En plus des malades rénaux chroniques au stade 4 et 5 (présentant un débit de filtration glomérulaire estimé [DFGe] entre 15 et 29 ml/min/1,73 m² et inférieur à 15 ml/min/1,73 m², respectivement) qui sont déjà concernés par le forfait MRC, l’expérimentation Pro IRC cible également les patients au stade 3b (DFGe entre 30 et 44 ml/min/1,73 m²).

L’expérimentation se déroulera dans les trois régions où exercent les porteurs du projet: dans les Hauts-de-France sur le bassin Lens-Hénin-Beaumont; en Ile-de-France à Mantes-la-Jolie et à Paris; en Occitanie dans une large zone des Pyrénées-Orientales.

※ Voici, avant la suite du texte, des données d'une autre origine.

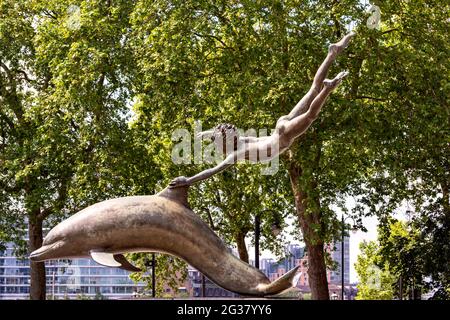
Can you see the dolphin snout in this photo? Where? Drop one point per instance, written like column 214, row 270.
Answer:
column 45, row 252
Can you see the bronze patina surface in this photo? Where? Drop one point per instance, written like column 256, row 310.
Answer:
column 158, row 223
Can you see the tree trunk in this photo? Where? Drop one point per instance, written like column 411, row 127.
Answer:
column 37, row 272
column 317, row 271
column 242, row 248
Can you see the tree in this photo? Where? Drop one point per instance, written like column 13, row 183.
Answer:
column 248, row 63
column 396, row 257
column 63, row 134
column 375, row 282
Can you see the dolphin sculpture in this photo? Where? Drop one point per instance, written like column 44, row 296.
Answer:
column 159, row 223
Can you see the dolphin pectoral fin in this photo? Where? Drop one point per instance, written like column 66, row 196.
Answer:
column 105, row 259
column 125, row 264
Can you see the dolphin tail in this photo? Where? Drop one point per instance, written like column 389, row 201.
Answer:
column 287, row 281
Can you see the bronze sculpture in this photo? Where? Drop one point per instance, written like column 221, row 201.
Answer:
column 165, row 223
column 287, row 129
column 161, row 223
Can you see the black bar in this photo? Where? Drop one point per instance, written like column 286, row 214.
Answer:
column 342, row 259
column 153, row 276
column 257, row 234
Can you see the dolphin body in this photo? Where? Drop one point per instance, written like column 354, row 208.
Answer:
column 159, row 223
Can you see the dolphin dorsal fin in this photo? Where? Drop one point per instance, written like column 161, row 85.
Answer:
column 112, row 260
column 104, row 258
column 125, row 264
column 178, row 194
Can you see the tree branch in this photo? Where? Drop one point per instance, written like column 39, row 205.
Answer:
column 369, row 98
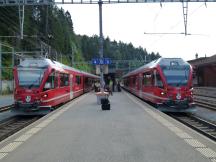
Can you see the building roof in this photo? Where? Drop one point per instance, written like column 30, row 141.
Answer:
column 203, row 61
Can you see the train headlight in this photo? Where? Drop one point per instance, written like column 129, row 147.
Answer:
column 45, row 95
column 28, row 98
column 178, row 96
column 162, row 93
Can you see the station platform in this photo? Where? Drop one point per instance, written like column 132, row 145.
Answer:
column 6, row 100
column 132, row 131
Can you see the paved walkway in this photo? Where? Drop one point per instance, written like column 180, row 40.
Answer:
column 130, row 132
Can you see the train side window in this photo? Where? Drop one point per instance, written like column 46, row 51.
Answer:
column 51, row 81
column 78, row 79
column 147, row 79
column 64, row 79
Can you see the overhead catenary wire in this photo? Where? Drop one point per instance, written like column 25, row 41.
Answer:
column 162, row 34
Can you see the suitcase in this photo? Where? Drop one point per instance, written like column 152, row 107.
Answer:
column 105, row 104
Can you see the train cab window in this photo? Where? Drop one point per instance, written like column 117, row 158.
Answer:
column 64, row 79
column 52, row 81
column 147, row 79
column 78, row 79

Jean-Paul Ortiz présente un projet basé sur « l’aller-vers » avec dans chaque région une ou deux équipes pluriprofessionnelles spécialisées dans le forfait Pro IRC qui iraient vers les patients là où ils se trouvent. Ces équipes comprendront un néphrologue, un diététicien, un psychologue et une infirmière diplômée d’Etat coordinatrice (Idec).

Trois forfaits sont prévus pour les trois stades d’avancement de la maladie et comprennent un nombre variable de consultations avec les différents spécialistes, pour un montant annuel de :

  • 112 euros pour le stade 3b
  • 270 euros pour le stade 4
  • 367 euros pour le stade 5.

L’expérimentation est prévue pour durer cinq ans, dont une phase de préparation de neuf mois -permettant la formation et la communication des médecins généralistes et soignants des territoires- et une inclusion des patients sur 38 mois.

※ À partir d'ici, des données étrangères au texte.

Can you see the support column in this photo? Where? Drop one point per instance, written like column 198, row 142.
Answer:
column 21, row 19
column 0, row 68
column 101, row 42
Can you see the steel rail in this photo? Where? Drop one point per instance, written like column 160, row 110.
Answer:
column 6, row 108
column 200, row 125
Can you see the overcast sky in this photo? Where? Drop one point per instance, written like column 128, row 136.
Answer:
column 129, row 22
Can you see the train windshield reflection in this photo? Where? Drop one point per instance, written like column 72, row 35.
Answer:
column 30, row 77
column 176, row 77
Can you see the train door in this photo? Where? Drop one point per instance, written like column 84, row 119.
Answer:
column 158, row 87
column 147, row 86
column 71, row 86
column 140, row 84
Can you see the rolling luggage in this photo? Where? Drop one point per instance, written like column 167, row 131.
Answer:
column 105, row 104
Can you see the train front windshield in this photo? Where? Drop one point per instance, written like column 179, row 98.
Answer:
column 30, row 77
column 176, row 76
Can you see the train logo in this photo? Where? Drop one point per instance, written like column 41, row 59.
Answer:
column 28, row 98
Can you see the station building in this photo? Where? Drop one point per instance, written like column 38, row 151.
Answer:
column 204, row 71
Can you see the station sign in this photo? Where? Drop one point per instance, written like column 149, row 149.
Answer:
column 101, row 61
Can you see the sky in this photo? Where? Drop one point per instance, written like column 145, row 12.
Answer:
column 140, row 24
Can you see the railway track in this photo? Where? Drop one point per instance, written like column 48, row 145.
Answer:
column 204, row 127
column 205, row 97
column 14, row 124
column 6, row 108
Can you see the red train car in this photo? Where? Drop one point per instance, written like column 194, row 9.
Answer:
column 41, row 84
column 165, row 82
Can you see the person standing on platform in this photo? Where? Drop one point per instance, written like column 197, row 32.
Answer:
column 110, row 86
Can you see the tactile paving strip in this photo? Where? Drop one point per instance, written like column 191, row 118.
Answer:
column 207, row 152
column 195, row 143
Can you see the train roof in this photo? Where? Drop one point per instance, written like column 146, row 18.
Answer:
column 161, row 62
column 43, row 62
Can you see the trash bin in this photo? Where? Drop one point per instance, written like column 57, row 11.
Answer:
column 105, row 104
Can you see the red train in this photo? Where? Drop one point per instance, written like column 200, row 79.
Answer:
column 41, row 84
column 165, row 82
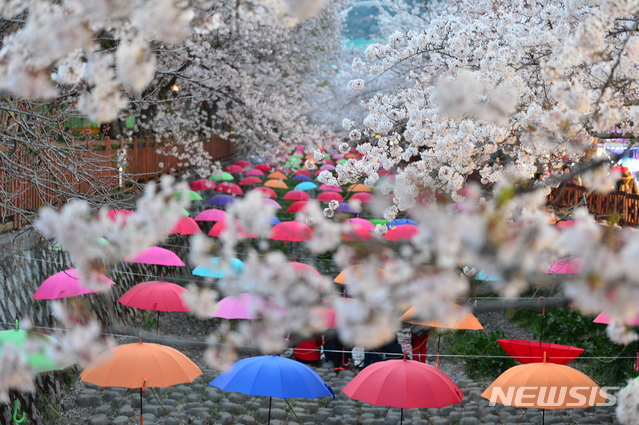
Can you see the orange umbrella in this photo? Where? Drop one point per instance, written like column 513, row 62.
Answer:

Au total, il est envisagé d’inclure 2.580 patients: 960 au stade 3b, 1.140 au stade 4 et 480 au stade 5.

Cette expérimentation représente un montant de 1.724.507 euros réparti en deux parties: 396.290 euros de crédits d’amorçage et d’ingénierie (pour la coordination, la formation et la communication) et 1.328.217 euros pour le financement des prestations dérogatoires.

Enfin, le cahier des charges de l’expérimentation comprend une estimation des coûts de prise en charge évités à l’assurance maladie. En effet, en tant qu’affection de longue durée (ALD), les frais liés à la maladie rénale chronique sont remboursés à 100% dès le stade 2 de la maladie (DFGe inférieur à 60 ml/min/1,73 m²).

Les porteurs de projet estiment ainsi qu’une prise en charge avec Pro IRC permettrait aux malades de stade 3b de gagner six mois sans traitement de suppléance, et trois mois pour les stade 4. Pour 960 patients de stade 3b et 380 de stade 4, cela représenterait un gain théorique de 24 millions d’euros.

Faciliter la prise en charge précoce permettrait également de réduire les mises en dialyse en urgence et d’orienter davantage de patients vers des modes de traitement autonome. Les porteurs de projet visent un objectif de 20 patients dans ce cas, pour un gain de près de 300.000 euros.